The brain is an efficient, but also energy-demanding organ. While the importance of the brain energy metabolism has been recognized for decades, a complete understanding of the metabolic processes supporting and constraining the brain function remains elusive.
We built a biologically detailed bottom-up reconstruction and simulation of the NGV Unit and the rat neocortical microcircuitry energy metabolism driven by its electrophysiological activity and constrained by bidirectional feedback.
A multitude of reactions define energy metabolism at the molecular level. The metabolism simulation features the most important biochemical pathways that provide the brain with the energy for complex neuronal activity. It includes glycolysis, pentose phosphate pathway, tricarboxylic acid cycle, oxidative phosphorylation, astrocytic glycogenolysis, malate-aspartate shuttle in the neuron, as well as the processes of glutamate, GABA, glutathione and creatine metabolism. The system of differential equations describes dynamically changing concentrations of more than 150 metabolites in neurons, astrocytes, extracellular space and capillaries. Neuronal and astrocytic reactions are located in the cytosol and mitochondria. The model is validated against published data, including the BOLD signal, OGI, and concentrations of metabolites.

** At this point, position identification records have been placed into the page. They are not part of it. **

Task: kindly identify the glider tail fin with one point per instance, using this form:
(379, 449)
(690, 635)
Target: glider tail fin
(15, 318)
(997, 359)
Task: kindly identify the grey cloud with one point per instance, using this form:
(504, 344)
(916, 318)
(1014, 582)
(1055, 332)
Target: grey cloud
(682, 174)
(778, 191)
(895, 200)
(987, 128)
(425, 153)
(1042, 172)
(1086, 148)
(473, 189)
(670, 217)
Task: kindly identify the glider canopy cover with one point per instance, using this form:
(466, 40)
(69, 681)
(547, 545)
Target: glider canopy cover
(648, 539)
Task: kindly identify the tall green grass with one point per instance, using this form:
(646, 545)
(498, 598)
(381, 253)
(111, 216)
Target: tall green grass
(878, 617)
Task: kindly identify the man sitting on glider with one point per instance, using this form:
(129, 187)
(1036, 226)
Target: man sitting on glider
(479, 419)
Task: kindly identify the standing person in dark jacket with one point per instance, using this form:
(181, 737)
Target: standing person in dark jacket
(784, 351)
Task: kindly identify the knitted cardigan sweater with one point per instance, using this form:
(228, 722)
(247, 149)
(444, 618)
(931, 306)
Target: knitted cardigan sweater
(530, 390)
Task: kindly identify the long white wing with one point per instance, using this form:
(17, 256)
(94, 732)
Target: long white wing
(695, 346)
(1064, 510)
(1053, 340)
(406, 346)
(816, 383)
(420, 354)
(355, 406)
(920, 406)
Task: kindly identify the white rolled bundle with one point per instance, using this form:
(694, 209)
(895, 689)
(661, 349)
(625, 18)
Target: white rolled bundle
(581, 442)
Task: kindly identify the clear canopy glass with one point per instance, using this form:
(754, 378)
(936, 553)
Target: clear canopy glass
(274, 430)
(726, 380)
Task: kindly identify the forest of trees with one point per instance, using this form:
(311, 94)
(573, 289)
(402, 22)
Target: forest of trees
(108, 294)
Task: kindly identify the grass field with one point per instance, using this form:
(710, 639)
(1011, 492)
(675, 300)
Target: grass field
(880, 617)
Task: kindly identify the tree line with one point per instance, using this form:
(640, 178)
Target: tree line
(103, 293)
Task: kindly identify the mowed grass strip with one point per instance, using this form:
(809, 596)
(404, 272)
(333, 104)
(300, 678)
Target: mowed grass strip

We simulated the neocortical microcircuitry coupled to the metabolism. To achieve this goal, we provided every neuron in the neocortical column with type- and layer-specific metabolism model. Bidirectional communication between the electrophysiology and metabolism simulation allows us to impose metabolic constraints of the circuit function and at the same time, to use changes in ion currents and concentrations, membrane potential and synaptic events as demand for the energy. Simple blood flow is part of the model.